The Fourth Messenger is much more than a pleasant surprise. This is an intelligent, skillfully crafted, and extremely ambitious piece of music theatre about spirituality and self discovery that demands the attention of any serious theatregoer or student of religion.

Poster art for The Fourth Messenger

Written by Tanya Shaffer (whose Baby Taj delighted TheatreWorks audiences at its world premiere in October of 2005), The Fourth Messenger is far from a formula musical. As Shaffer explains:
"For years I’ve been drawn to the legend of Siddhartha Gautama (it’s such a mythic, archetypal journey) but I knew I had to find my own way into the story. It wasn’t going to be some historical pageant. It had to be urgent, contemporary, and immediate. Buddha’s teachings are profound, poetic, and timeless but there were elements of his life which a modern audience might find troubling. Those elements -- the moral questions and conundrums -- became my way into this ancient story and provide the juice that drives the narrative forward.
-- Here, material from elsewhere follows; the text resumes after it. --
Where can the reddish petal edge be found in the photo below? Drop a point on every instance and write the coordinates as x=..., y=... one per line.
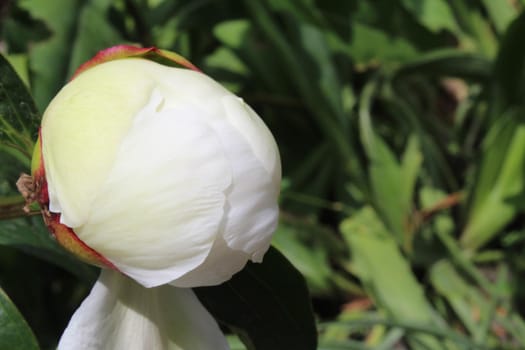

A lengthier rehearsal period also allows the actors to find a lot more subtlety and nuance within their choices. After years of concert-style readings, it’s quite a revelation to see the transformation that takes place when a scene is fully staged. Sometimes, after a public reading, audience members would say to me that they saw it all in their heads; they didn’t miss the other theatrical elements at all. At the time, I felt that too. But now, as the scenes come to life before my eyes, I find them infinitely richer than they’ve ever been. The comic scenes are much funnier when they are fully physicalized. The poignant moments, too, are infinitely more moving when the actors are able to fully embody their characters, so that their reactions and choices are transmitted through action and gesture as well as face and voice."

Annemaria Rajala as Mama Sid (Photo by: Mike Padua)

Driven by Vienna Teng's densely-written lyrics and propulsive score, The Fourth Messenger opens in a tense newsroom where a publisher (Will Springhorn, Jr.) is facing diminished ad revenues. As his editorial staff hungers for a big news story to debunk, his lover Raina (Anna Ishida) returns from her father's funeral.

Although she's pretty torn up over the loss of her Dad, Raina also thinks she might have found the story that will save Sam's business ("The Next Big Story"). When Sam reflexively assigns it to a young male reporter, she calls him on it and demands that he let her interview the latest trendy guru, a mysterious woman named Mama Sid (Annemarie Rajala) whom  Raina suspects is a fraud.

When Raina arrives at Mama Sid's ashram, she thinks Sid's trusting, emotionally needy followers are either brainwashed or crazy. As they wrestle with their compulsions and obsessions ("Monkey Mind"), Raina finally gets a chance to interview Sid, who sings of "The Human Experience" and begins to open up about her previous experiences. For some reason, Sid feels compelled to divulge her past to Raina, starting with her youthful crush on Yasha (Barnaby James) and the sheltered existence she enjoyed while being raised in a gated community ("Bois Riche").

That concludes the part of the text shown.